Você é super estilosa, como você vê o mercado plus size no Brasil?

Eu sempre gostei de me vestir de uma forma diferente das outras pessoas. Tentava sempre ir pro lado oposto do que todo mundo estava vestindo. Quando eu era adolescente, realmente não tinha onde comprar roupa do meu tamanho, então eu mandava fazer. Pegava fotos de celebridades, tipo a Kelly Osbourne, que eu gostava muito na época e era gorda, via as roupas e levava na costureira.

O mercado plus size é completamente diferente hoje, mas ainda tem muito para caminhar. Você consegue ir no Pop Plus, que é o maior evento plus size do mundo, criado pela santista Flávia Durante, e tudo te serve. Isso não existia a pouquíssimo tempo atrás. Mas eu também sei que isso é uma coisa de São Paulo, tem gente que não tem acesso, e isso precisa melhorar. O objetivo é que um dia a gente entre em uma loja e tenha roupas de todos os tamanhos, do 36 ao 60, sem distinção de área plus size e de preço. Ainda falta muito.

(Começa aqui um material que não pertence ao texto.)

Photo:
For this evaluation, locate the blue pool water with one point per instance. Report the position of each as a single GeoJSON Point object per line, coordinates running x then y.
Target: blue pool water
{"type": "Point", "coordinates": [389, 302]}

Você tem saído dos bastidores e se aventurado como digital influencer. Como tem sido essa nova fase?

Quando a gente começou o canal e o blog, a minha ideia era ficar totalmente nos bastidores. Mas fui aparecendo nos vídeos de viagens, as pessoas foram gostando de mim, fui ganhando seguidores no Instagram e fui um pouco para frente da câmera. Eu gosto de fazer isso, mas não é o meu lance. Meu lance é ficar por trás das câmeras.

Como influenciadora digital, eu tenho a liberdade de poder escolher o que eu faço, porque não é a minha principal fonte de renda. Eu quero focar na minha mensagem de aceitação e de feminismo, e não quero perder a minha liberdade de falar certas coisas. No Instagram e no Twitter, eu tenho gostado cada vez mais de aparecer, de falar e trocar ideia com as pessoas.

Tem planos para o futuro?

Não sou uma pessoa de fazer muitos planos para o futuro, vou deixando a vida me levar. Eu não pensava que nada disso ia acontecer e aconteceu. Sei surfar nas oportunidades e aproveitá-las, mas não fico fazendo planos.

Se eu tiver que colocar algumas metas: nunca mais quero ter chefe, quero ter liberdade com o meu tempo e quero viajar muito. Talvez ter mais uns trinta gatos. Mas são devaneios, não tenho planos concretos para o futuro, eu gosto de ir deixando acontecer.